= Amala (mythology) =

Amala is a mythological giant who supports the world in the mythology of the Tsimshian, Nass, Skidegate, Kaigani, Massett, and Tlingit Native Americans. He supports the Earth which he balances on a spinning pole. He receives an annual application of wild duck-oil to his muscles from a servant which brings relief to his muscles. The belief is that when all the ducks are hunted out, there will no longer be any duck-oil available in the world. At this point, Amala dies and the world topples off the pole and comes to an end.

==The myth==
The name Amala refers to his being very dirty and literally means “smoke hole.” Amala is said to be the youngest child in a family who is physically weak and lazy. He is made to sleep in the ashes and suffers mistreatment from everybody. In many variants of the myth, Amala sleeps in his urine.

Late in his life he attains supernatural strength in secret and becomes a handsome, and powerful young man who performs many daring feats and turns savior and protector for his relatives against their enemies. The concluding feat of his life is to succeed a dying chief on an island in the Southwest sea in the task of holding the Earth up. The dying chief hears of Amala's various exploits and, impressed by his prowess, calls the hero. When Amala arrives, the chief hands over the long pole upon which the flat world revolves.

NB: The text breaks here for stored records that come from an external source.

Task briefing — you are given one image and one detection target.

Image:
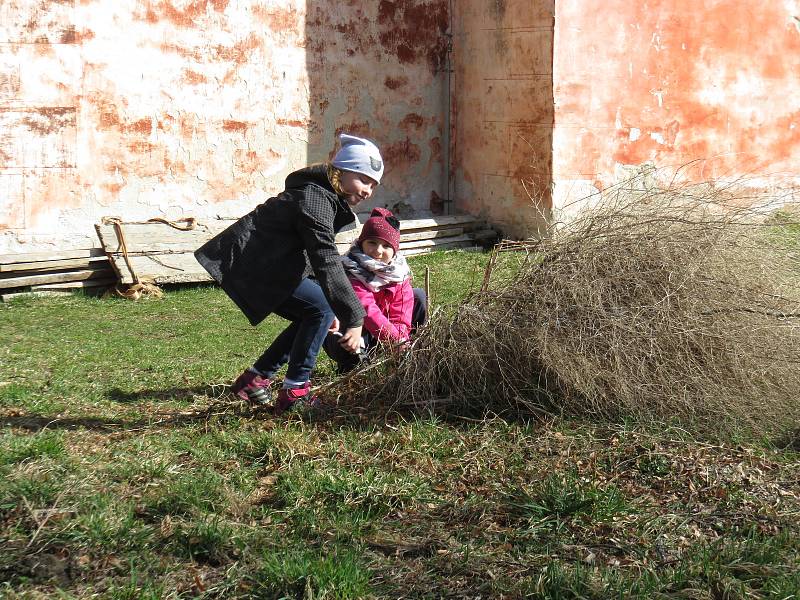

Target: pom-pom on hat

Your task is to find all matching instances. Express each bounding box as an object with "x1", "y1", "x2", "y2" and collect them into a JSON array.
[
  {"x1": 358, "y1": 208, "x2": 400, "y2": 254},
  {"x1": 331, "y1": 133, "x2": 383, "y2": 183}
]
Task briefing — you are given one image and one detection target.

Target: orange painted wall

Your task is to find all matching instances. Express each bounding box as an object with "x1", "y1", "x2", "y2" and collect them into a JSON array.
[
  {"x1": 553, "y1": 0, "x2": 800, "y2": 214},
  {"x1": 0, "y1": 0, "x2": 448, "y2": 254},
  {"x1": 451, "y1": 0, "x2": 554, "y2": 236}
]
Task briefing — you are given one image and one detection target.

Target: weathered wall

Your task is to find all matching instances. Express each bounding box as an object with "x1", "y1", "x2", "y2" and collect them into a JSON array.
[
  {"x1": 553, "y1": 0, "x2": 800, "y2": 216},
  {"x1": 0, "y1": 0, "x2": 447, "y2": 253},
  {"x1": 451, "y1": 0, "x2": 554, "y2": 236}
]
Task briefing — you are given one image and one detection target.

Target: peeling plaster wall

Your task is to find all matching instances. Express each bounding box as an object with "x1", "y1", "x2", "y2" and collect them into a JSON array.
[
  {"x1": 451, "y1": 0, "x2": 554, "y2": 236},
  {"x1": 553, "y1": 0, "x2": 800, "y2": 216},
  {"x1": 0, "y1": 0, "x2": 448, "y2": 253}
]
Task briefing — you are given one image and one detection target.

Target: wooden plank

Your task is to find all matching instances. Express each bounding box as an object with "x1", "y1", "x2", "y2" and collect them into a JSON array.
[
  {"x1": 403, "y1": 241, "x2": 476, "y2": 256},
  {"x1": 0, "y1": 268, "x2": 114, "y2": 289},
  {"x1": 0, "y1": 255, "x2": 108, "y2": 273},
  {"x1": 400, "y1": 215, "x2": 478, "y2": 231},
  {"x1": 31, "y1": 276, "x2": 119, "y2": 290},
  {"x1": 95, "y1": 220, "x2": 235, "y2": 254},
  {"x1": 0, "y1": 290, "x2": 72, "y2": 302},
  {"x1": 400, "y1": 235, "x2": 473, "y2": 251},
  {"x1": 400, "y1": 227, "x2": 464, "y2": 244},
  {"x1": 110, "y1": 252, "x2": 211, "y2": 284},
  {"x1": 0, "y1": 248, "x2": 105, "y2": 265},
  {"x1": 95, "y1": 215, "x2": 482, "y2": 255}
]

Some versions of the myth state that the chief places the pole on Amala's chest, while some versions hold that the pole is held behind Amala's back. A servant relieves Amala's muscles with yearly application of spoonfuls of duck grease and wild-duck oil which help Amala to keep the world spinning.

==Possible influences==
There is a possibility that the myths about Amala and similar heroes of Native American mythology were influenced by the tales of Cinderella and Atlas - the titan who carries the world on his shoulder in Greek mythology, introduced into Native American culture from Europe. There is a similarity between Cinderella and Amala in that both sleep in ashes and both are abused by their tribe or family. The storyline of Amala - the despised member of the tribe who overcomes adversity and rises to be a hero among his people, may be a combination of elements of the downtrodden and derided hero or heroine, such as Cinderella, and the hero of the Atlas-type who dwells in the underworld.